[Cfp-interest 1365] Re: (SC22WG14.16713) N2380: printf of NaN()

Sun Jul 28 11:43:26 PDT 2019

> \On May 15, 2019, at 8:28 AM, Martin Sebor <msebor at gmail.com> wrote:
> 
> On 5/15/19 3:37 AM, Jens Gustedt wrote:
>> Hello JF,
>> On Tue, 14 May 2019 12:33:24 -0700 JF Bastien <cxx at jfbastien.com> wrote:
>>> Specifically, I think C should instead support:
>>> 
>>> 1. Extraction of NaN integer payload from double / float / long
>>> double. 2. Creation of NaN with integer payload (without going
>>> through character sequences).
>> C in its current flux has this already in Annex F, `getpayload` and
>> `setpayload`. Would you want them to be mandatory?

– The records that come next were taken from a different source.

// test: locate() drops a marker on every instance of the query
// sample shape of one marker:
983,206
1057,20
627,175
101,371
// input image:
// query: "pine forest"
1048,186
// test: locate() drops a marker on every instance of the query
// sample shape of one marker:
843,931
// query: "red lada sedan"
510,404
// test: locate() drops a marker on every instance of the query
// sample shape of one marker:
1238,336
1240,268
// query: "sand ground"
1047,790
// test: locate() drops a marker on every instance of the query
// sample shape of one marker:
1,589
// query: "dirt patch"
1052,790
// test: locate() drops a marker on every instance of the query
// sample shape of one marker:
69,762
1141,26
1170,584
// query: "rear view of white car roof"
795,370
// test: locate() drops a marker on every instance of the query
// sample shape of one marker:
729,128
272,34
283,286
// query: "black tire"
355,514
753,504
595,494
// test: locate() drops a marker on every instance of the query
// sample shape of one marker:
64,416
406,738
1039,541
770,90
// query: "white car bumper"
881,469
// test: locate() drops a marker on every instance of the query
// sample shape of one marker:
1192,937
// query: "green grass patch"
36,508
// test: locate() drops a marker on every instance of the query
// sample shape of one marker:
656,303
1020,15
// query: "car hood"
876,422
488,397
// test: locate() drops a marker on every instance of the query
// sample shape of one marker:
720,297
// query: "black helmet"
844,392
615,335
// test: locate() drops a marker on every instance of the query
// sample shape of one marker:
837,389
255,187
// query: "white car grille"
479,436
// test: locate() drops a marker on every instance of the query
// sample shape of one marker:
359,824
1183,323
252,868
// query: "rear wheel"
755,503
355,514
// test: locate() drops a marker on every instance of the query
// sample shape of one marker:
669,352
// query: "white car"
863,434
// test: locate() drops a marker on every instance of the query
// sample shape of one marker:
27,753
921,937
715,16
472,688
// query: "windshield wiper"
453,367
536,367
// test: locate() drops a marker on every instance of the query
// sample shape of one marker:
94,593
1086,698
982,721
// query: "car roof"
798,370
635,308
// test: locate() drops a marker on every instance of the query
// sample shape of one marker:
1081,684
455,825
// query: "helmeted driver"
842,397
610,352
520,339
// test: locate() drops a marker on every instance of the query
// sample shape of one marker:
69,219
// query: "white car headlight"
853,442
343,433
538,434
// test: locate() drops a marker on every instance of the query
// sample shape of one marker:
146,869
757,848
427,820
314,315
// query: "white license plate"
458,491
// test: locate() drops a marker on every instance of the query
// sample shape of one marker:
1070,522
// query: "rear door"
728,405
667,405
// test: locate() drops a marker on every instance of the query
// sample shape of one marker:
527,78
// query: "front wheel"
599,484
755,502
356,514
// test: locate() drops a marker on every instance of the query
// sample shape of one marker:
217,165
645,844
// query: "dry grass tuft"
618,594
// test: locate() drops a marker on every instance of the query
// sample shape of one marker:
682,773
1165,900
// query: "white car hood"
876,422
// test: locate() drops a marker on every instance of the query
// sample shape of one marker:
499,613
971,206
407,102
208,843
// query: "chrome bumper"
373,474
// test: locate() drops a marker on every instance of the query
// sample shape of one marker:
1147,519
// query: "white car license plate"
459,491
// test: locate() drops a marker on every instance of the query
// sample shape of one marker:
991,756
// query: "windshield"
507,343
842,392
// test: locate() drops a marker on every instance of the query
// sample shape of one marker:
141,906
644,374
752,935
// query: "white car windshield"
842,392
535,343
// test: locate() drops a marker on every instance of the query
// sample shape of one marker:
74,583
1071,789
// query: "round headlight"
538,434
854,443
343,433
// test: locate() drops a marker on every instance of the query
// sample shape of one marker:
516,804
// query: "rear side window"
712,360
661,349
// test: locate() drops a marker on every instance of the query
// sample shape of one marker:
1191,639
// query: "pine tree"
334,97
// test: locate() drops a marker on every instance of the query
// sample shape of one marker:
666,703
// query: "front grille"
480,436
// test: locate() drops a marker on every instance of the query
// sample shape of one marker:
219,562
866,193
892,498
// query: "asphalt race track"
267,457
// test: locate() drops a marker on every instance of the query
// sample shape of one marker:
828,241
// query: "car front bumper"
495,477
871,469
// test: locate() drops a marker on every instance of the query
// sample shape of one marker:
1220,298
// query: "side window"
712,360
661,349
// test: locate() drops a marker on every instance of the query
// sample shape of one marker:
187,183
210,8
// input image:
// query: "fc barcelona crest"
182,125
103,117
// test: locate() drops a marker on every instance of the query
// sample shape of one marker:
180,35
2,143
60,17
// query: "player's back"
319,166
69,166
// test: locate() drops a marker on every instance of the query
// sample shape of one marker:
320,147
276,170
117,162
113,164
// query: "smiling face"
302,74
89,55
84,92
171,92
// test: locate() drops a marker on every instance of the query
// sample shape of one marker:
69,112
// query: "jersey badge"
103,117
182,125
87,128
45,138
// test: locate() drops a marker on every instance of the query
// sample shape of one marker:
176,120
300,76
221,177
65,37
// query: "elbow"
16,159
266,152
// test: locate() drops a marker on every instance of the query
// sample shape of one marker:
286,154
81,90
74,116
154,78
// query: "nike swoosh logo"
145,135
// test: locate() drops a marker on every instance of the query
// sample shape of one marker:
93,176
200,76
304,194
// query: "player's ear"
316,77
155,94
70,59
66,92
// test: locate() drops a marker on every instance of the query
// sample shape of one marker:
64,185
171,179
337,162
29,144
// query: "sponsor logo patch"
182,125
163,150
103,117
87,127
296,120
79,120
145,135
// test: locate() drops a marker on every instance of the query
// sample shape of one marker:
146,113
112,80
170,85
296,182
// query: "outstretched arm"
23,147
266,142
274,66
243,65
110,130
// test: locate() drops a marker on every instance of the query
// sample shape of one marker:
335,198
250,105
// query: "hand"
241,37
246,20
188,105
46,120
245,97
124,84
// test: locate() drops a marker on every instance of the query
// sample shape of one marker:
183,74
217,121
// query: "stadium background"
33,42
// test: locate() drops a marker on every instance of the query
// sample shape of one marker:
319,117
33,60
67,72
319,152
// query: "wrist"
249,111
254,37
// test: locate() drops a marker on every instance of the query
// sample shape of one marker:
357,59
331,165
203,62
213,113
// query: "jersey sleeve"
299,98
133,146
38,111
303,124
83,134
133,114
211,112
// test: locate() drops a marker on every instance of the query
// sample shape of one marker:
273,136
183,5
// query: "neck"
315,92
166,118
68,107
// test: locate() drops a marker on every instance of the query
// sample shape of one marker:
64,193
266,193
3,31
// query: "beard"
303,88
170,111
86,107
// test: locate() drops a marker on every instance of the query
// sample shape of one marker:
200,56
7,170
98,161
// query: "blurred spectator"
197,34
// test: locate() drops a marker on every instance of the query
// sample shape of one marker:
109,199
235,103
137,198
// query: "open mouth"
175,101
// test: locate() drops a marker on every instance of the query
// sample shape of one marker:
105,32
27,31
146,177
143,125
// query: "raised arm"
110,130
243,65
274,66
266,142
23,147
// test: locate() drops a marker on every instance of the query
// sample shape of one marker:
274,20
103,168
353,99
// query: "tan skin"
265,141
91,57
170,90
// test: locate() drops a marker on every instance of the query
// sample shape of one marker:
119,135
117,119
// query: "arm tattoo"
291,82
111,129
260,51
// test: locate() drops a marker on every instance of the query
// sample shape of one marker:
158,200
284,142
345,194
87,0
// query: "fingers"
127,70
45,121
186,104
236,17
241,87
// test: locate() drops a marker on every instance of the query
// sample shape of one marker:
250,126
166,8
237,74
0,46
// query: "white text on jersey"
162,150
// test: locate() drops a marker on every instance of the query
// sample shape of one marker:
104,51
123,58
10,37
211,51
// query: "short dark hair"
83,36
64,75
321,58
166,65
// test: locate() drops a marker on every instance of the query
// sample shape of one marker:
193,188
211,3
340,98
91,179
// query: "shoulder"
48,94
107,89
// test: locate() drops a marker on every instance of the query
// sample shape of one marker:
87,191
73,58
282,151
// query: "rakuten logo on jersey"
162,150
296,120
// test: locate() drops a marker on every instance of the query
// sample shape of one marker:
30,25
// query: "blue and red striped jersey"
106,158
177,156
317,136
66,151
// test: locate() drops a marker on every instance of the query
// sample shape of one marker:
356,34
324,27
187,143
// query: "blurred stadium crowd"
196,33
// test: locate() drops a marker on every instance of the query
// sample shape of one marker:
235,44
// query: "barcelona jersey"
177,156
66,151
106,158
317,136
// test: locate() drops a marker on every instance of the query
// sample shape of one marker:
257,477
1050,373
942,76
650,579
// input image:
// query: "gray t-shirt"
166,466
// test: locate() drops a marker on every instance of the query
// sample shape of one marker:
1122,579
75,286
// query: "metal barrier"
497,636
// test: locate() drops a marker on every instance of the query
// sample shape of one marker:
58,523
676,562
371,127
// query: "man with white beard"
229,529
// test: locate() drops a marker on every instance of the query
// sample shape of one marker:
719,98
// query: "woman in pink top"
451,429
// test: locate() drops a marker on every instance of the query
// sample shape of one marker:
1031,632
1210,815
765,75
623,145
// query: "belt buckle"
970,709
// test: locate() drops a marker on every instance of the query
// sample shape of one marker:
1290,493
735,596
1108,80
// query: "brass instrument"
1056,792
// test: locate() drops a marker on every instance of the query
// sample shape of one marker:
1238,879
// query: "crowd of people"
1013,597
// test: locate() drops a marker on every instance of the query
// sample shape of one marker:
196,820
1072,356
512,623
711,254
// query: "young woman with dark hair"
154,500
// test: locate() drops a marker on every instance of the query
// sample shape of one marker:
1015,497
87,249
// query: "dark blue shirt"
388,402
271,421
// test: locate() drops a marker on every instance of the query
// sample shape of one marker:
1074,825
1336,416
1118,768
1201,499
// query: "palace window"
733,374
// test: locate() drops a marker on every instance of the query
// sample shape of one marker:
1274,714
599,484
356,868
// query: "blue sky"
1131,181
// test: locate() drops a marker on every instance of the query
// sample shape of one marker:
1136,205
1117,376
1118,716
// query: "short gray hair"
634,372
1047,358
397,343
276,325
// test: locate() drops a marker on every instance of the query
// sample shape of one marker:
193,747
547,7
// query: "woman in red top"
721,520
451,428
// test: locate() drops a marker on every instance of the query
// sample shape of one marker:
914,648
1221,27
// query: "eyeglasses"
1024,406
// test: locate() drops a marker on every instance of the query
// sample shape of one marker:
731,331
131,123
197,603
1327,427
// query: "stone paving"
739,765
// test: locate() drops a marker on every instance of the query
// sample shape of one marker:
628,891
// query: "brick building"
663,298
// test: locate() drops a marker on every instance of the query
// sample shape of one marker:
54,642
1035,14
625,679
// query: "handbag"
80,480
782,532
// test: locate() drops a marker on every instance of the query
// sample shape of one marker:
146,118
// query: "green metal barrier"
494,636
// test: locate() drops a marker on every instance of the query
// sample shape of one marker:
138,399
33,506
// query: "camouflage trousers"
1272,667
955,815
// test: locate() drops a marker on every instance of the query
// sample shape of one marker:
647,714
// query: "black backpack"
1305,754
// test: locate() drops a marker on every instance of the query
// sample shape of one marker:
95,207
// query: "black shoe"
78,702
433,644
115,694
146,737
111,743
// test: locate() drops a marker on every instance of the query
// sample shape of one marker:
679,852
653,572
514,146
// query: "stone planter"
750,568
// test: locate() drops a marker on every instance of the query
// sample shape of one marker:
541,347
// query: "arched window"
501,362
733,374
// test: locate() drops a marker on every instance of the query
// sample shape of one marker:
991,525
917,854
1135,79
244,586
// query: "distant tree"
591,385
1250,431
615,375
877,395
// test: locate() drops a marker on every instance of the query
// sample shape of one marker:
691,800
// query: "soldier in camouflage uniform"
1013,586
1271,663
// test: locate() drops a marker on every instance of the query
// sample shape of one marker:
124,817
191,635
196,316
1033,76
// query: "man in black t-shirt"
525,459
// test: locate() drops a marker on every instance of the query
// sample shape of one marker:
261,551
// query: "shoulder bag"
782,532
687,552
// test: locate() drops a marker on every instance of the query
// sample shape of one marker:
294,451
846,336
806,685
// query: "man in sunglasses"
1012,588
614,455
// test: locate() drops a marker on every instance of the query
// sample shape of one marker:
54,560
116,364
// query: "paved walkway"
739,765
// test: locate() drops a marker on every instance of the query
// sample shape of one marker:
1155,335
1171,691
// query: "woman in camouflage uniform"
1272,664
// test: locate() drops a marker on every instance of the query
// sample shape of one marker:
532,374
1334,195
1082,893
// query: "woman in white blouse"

>>> The specification of NaN-related *n-char-sequence* should then be
>>> constrained to match the restrictions imposed on integer payloads
>>> (i.e. must be positive, maximum value).
>>> 
>>> I'd then like to understand what encodings must be supported: does the
>>> integral encoding support decimal only, or does it support
>>> hexadecimal (and must it be preceded by 0x)? I think this
>>> determination should be made by surveying existing implementations.
>>> 
>>> Then, and only then, does it make sense to figure out the maximum
>>> number of characters of NaN-related *n-char-sequence* as proposed by
>>> N2380.
>> I can't follow you here. This macro is intended to provide the
>> knowledge to the user how large a buffer should be if they are
>> expecting that a NaN could be printed. This makes sense to me
>> regardless what the encodings could be. The user here is just at the
>> receiving end and tries to deal with buffer overflows.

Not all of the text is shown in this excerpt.